O los libros de cuentos que Julio De Vido hizo distribuir en las escuelas, donde una montaña está triste porque nadie le saca el oro que tiene adentro, y le pide ayuda a unos niños para extraer y repartir pepitas entre los pobres del pueblo. O la versión de Blancanieves –salida obligatoria para los niños sanjuaninos en edad escolar- en la que los enanitos vienen de trabajar en la mina cantando canciones de la Barrick. ¿Perverso? Sí, perverso: los niños de San Juan ya no tienen agua, y me pregunto qué sentirán los que jugaron con esos juguetes (hace ya más de diez años de Veladero) y ahora tienen enfermedades espantosas, o hermanitos con malformaciones. La Argentina obscena, la que nadie quiere mostrar, donde la infancia nos está pidiendo que hagamos un click urgente: está en la red.

Quizás el caso más emblemático, por la difusión y por lo que está en juego,  sea la película Aviones, de Disney –no por casualidad, del mismo dueño de Monsanto- donde los niños aprenden a amar al avioncito fumigador de soja que los riega con glifosato desde el cielo, asociado a mensajes supuestamente nobles como la amistad, la lealtad, el “campesino” chuncano y valiente que supera todos los retos y cumple su sueño de triunfar en grande.

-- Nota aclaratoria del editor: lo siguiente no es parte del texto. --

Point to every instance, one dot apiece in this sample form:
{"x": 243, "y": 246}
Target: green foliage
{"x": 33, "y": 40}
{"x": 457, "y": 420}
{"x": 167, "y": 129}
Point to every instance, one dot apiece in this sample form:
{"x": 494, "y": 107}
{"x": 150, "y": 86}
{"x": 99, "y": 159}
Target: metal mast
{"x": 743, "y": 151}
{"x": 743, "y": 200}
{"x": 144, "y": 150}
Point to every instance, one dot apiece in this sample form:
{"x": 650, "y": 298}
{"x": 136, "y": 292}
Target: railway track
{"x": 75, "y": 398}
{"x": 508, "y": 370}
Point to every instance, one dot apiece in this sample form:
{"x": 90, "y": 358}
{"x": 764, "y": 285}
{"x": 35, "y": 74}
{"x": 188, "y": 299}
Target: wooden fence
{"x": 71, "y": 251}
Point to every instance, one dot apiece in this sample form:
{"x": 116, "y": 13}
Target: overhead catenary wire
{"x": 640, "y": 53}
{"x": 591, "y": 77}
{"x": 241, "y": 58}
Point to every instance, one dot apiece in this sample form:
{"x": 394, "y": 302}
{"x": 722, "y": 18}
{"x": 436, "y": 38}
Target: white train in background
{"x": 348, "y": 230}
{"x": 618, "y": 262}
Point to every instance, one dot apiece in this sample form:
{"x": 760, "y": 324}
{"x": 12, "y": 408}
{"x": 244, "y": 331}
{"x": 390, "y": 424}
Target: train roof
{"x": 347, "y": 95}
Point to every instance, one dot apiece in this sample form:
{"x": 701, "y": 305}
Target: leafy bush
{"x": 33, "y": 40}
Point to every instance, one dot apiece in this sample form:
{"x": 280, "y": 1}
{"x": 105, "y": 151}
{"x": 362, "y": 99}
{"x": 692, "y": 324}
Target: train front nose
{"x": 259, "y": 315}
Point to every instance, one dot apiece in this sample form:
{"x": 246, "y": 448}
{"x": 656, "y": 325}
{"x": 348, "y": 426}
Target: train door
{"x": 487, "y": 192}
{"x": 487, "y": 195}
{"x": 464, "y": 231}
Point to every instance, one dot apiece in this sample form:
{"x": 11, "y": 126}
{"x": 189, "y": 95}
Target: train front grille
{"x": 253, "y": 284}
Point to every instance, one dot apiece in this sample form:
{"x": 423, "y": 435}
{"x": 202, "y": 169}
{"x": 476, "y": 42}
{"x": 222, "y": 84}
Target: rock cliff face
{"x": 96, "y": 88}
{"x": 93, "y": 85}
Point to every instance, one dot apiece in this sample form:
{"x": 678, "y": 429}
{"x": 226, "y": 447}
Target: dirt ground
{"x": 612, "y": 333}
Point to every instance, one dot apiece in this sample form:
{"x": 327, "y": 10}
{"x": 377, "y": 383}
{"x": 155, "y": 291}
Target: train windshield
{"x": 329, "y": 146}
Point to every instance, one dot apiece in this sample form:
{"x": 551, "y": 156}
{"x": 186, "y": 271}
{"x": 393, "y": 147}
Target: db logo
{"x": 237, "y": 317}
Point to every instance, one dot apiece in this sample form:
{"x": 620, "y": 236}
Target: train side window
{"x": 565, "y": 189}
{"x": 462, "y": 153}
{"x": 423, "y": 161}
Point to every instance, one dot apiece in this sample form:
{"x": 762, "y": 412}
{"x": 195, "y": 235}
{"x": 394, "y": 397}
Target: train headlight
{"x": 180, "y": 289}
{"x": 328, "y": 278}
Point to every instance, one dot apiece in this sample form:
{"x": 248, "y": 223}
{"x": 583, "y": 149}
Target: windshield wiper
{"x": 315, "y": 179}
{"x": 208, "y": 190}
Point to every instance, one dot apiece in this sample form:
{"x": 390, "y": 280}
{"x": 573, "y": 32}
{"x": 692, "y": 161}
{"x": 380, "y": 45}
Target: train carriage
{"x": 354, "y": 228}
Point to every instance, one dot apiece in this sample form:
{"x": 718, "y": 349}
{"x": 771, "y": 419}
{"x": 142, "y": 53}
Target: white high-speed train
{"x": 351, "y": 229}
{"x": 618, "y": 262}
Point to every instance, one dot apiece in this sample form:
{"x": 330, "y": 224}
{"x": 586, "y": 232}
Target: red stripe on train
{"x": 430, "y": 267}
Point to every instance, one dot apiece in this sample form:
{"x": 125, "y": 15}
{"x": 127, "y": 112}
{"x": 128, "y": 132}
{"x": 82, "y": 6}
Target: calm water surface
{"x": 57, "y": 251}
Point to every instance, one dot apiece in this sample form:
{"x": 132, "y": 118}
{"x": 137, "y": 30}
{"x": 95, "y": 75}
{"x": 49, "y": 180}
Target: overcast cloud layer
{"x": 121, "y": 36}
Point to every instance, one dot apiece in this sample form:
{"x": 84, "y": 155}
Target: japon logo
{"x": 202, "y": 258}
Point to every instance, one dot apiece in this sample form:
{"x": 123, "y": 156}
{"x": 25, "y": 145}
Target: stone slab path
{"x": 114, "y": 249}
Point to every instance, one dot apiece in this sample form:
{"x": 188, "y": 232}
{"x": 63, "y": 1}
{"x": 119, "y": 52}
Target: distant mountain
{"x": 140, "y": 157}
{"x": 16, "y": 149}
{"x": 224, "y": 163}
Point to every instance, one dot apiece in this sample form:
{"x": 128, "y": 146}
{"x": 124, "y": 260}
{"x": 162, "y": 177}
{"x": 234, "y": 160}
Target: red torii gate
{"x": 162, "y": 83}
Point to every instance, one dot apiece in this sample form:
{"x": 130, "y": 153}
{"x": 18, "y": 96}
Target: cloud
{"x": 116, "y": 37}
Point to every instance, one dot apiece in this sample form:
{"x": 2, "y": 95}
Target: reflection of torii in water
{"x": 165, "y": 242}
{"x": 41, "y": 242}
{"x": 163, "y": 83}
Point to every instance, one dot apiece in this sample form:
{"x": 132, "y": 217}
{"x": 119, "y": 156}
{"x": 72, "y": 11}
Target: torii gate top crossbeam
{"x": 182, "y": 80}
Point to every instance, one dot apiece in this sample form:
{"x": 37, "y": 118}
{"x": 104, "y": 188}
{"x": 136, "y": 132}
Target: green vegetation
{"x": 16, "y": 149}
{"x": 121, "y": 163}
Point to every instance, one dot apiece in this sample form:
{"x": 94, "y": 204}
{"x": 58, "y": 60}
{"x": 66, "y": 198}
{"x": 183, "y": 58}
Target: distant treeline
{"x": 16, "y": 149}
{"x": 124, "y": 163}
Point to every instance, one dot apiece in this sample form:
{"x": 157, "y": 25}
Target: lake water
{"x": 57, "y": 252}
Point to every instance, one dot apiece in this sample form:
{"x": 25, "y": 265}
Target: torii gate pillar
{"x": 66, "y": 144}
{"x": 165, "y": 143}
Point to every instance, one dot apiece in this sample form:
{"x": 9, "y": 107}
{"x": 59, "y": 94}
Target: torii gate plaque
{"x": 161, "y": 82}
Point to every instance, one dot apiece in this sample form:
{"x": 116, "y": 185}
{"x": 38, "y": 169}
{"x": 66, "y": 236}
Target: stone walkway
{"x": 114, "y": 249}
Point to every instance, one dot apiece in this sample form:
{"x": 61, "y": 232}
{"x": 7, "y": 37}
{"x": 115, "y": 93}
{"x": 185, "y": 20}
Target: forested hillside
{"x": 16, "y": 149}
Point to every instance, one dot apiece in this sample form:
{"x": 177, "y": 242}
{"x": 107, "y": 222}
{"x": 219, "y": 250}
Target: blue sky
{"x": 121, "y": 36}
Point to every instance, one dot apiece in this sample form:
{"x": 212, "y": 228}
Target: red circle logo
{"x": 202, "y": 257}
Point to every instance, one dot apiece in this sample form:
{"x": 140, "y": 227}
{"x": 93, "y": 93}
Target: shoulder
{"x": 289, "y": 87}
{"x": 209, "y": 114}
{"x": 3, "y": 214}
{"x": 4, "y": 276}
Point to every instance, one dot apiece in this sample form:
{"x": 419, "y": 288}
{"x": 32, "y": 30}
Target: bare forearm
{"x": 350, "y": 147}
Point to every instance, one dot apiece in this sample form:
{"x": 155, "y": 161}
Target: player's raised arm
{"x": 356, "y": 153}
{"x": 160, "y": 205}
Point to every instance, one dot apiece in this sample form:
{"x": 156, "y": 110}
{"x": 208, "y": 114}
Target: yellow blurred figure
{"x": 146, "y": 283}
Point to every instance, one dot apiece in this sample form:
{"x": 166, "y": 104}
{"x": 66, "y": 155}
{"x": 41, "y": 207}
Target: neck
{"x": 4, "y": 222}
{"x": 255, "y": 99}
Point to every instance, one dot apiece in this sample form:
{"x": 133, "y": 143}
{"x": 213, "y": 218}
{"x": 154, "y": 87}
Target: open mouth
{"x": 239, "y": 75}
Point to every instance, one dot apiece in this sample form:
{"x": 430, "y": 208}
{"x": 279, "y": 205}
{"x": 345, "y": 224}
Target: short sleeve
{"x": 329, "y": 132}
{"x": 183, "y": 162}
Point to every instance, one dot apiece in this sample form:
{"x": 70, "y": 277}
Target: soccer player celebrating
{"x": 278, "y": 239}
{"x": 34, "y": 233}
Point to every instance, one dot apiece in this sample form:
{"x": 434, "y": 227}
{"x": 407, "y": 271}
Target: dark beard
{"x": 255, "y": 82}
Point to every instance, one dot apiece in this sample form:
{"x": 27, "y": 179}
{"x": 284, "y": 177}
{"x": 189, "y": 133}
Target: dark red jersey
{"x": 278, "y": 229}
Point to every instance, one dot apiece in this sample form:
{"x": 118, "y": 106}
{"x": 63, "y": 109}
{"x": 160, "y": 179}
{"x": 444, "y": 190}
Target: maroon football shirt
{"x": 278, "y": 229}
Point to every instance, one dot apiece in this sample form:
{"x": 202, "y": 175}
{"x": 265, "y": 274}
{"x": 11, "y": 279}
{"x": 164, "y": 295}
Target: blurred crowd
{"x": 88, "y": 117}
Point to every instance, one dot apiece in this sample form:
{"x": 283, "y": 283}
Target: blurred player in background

Es cierto que jamás van a alcanzar la trayectoria del cuento de la gallina de los huevos de oro, que nos viene advirtiendo desde hace siglos el peligro de destruir la fuente que nos entrega un poquito de riqueza cada día, por pretender extraérsela  violentamente toda de golpe.  Ni por asomo, la milenaria fuerza arquetípica del mito del Rey Midas, a quien los dioses le conceden el deseo de que se convierta en oro todo lo que toque: el agua y los frutos se vuelven vil metal al llegar a sus labios, y Midas muere de hambre, de sed y desesperación acariciando a su hija, transformada en una estatua dorada y sin vida.

Sin embargo, no deja de ser inquietante la pregunta: ¿qué sucede cuando en las mentes infantiles se siembra la semillita de la codicia, la ambición, el policía interior, o el amor por los dados? Elementos que después, de adultos, se repiten en las psiquis de los trabajadores mineros, de los buscadores de oro en general, de los especuladores de todo tipo: el sueño de dar el batacazo sin esfuerzo y ganar millones de la noche a la mañana. A cualquier costo, así haya que asesinar, que reprimir a poblaciones inocentes que lo único que quieren es vivir en paz, sin venenos que les caigan de arriba. No se sabe bien por qué ni para qué algunos adultos quieren tanto oro, puesto que la felicidad, ya la vienen dibujando espontáneamente  tantos niños de todas las eras que, si los dejáramos nomás con su sabiduría y sus crayones, nos darían una y otra vez los argumentos invencibles: en sus dibujos ya está, entero, el mundo por venir.